The team games in Fall Guys feel even less stressful, because if you are eliminated, you can always blame your team for letting you down. Some of the team games are the most fun. There are usually three or more teams, with only one team being eliminated. It’s easy to see your team get ganged up on by the other two teams.
But losing in Fall Guys isn’t a drawn-out affair. You can jump into a new game almost immediately, which lends itself to a highly addictive “just one more round” mindset. But these bite-sized royale matches are perfect for that, with you either eliminated, or the fifth round ending in only a few minutes.
Of course, it wouldn’t be a battle royale without microtransactions and paid cosmetics.

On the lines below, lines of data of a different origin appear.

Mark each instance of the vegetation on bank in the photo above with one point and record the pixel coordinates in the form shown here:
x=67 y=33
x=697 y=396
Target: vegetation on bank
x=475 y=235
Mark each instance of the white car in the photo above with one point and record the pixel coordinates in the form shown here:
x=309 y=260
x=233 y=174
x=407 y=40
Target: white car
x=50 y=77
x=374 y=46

Fall Guys has a premium currency, and a currency that can only be earned by either winning entire shows, or through season progression—the crown. The crown unlocks some of the best items, but kudos—the paid currency, gets some good stuff, too. Of course, kudos can also be earned through seasonal progression, or you can buy them in the DLC shop. Dressing up your fall guy is probably one of the best things about the game, and there are a ton of silly varieties to choose from.

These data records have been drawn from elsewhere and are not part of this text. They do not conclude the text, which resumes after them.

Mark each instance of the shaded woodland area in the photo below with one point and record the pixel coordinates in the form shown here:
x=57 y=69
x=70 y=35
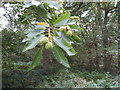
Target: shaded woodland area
x=96 y=64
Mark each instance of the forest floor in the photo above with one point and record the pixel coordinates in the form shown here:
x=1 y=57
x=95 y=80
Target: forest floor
x=63 y=78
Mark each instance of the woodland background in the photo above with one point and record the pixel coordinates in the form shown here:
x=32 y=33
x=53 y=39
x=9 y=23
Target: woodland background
x=96 y=64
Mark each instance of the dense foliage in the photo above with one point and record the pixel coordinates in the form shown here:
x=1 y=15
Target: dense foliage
x=48 y=31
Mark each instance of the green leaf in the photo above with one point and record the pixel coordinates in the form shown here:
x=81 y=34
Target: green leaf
x=60 y=19
x=33 y=42
x=75 y=38
x=64 y=45
x=26 y=18
x=37 y=59
x=59 y=55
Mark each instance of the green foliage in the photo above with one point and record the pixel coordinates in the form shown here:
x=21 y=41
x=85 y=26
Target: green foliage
x=51 y=29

While Fall Guys is mostly about one fall guy winning, you can group up as a team. You’ll be competing against your friends in most matches, but when team games pop up, you are most likely going to be grouped with your friends—that is, if they made it that far.
Fall Guys is a bright, colorful game that is strangely feel-good despite its competitive nature. There’s no voice chat or text chat for toxicity. Unfortunately, the ‘grab’ mechanic allows players to hold other players, and even try to push them off of the edge. This is fine in some scenarios—especially team games where you’re blocking your opponent from, say, stealing one of your team’s eggs—but grabbing in most other cases seems like a jerk thing to do. I have a hatred for grabbers and pushers. Luckily, you can’t be held for long, but sometimes I wish it wasn’t possible in every minigame.
Fall Guys is colorful battle royale bliss. I love everything about it, from the stumble-y little stubby leg fall guys to the cosmetics in the DLC shop. It’s rare for me to play a competitive multiplayer, much less a battle royale, but Fall Guys feels like wholesome fun, and mostly stress free–unless I’m stuck on that damn see-saw level.